Exchange-Traded Funds (ETFs) de títulos

Fundos negociados em bolsa ou, em inglês, Exchange-Traded Funds, replicam índices de títulos públicos ou privados, com liquidez intradiária e diversificação. Sob eles, incidem imposto de renda.

Outros ativos de renda fixa

Incluem LCI, LCA, CRI, CRA (muitas vezes com isenção de IR), além de ações preferenciais e títulos conversíveis, que combinam renda fixa e potencial de renda variável.da fixa.

Como investir em renda fixa

Existem várias maneiras de incorporar títulos de renda fixa ao seu portfólio. Instituições financeiras oferecem serviços que dão acesso a diversos mercados de títulos, e os fundos mútuos de renda fixa proporcionam exposição a diferentes instrumentos de dívida com a compra de um único ativo.

Os ETFs de renda fixa são ainda mais econômicos do que os títulos individuais, permitindo que os investidores escolham características específicas como prazo de vencimento e qualidade de crédito, além de contar com a experiência de gestores profissionais.

Qual é a diferença entre renda fixa e renda variável?

Renda fixa oferece aplicações como títulos públicos (Tesouro Direto, Tesouro Selic, Tesouro IPCA) e privados (CDB, LCI, CRI, CRA), com rentabilidade atrelada a taxas de juros e maior segurança, muitas vezes garantida pelo Fundo Garantidor de Créditos, além de prazos e liquidez definidos.

Já a renda variável envolve ativos negociados no mercado financeiro, como ações, com retorno incerto, maior risco e influência de fatores como inflação e IPCA. A escolha depende dos objetivos, perfil do investidor e condições do mercado.

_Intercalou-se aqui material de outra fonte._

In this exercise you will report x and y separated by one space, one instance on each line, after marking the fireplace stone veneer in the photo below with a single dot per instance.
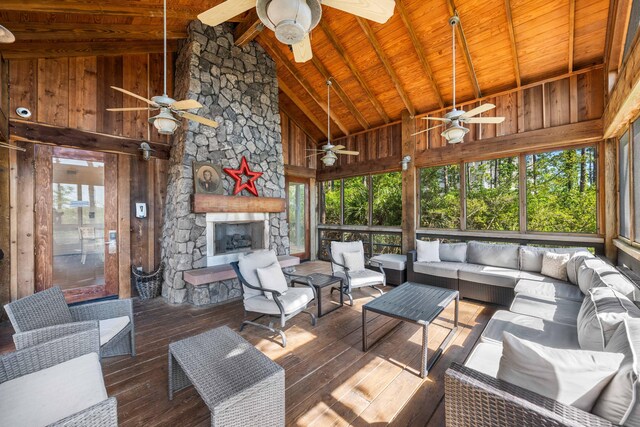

Quais os custos para investir em Renda Fixa?

Os custos incluem imposto de renda sobre os rendimentos, que varia conforme o prazo da aplicação, e eventuais taxas cobradas por corretoras ou instituições financeiras.

Títulos públicos do Tesouro Direto possuem taxa de custódia, enquanto CDBs e LCIs geralmente não têm custos adicionais.

Avaliar essas informações é fundamental para calcular a rentabilidade líquida.

Investir em renda fixa é seguro?

Investir em renda fixa é considerado seguro, especialmente em títulos públicos do Tesouro Direto e aplicações privadas cobertas pelo Fundo Garantidor de Créditos.

No entanto, é importante lembrar que existem riscos, como variações nas taxas de juros e inflação, que podem impactar o rendimento real.

A segurança depende da análise das características do título, do emissor e da adequação ao perfil do investidor.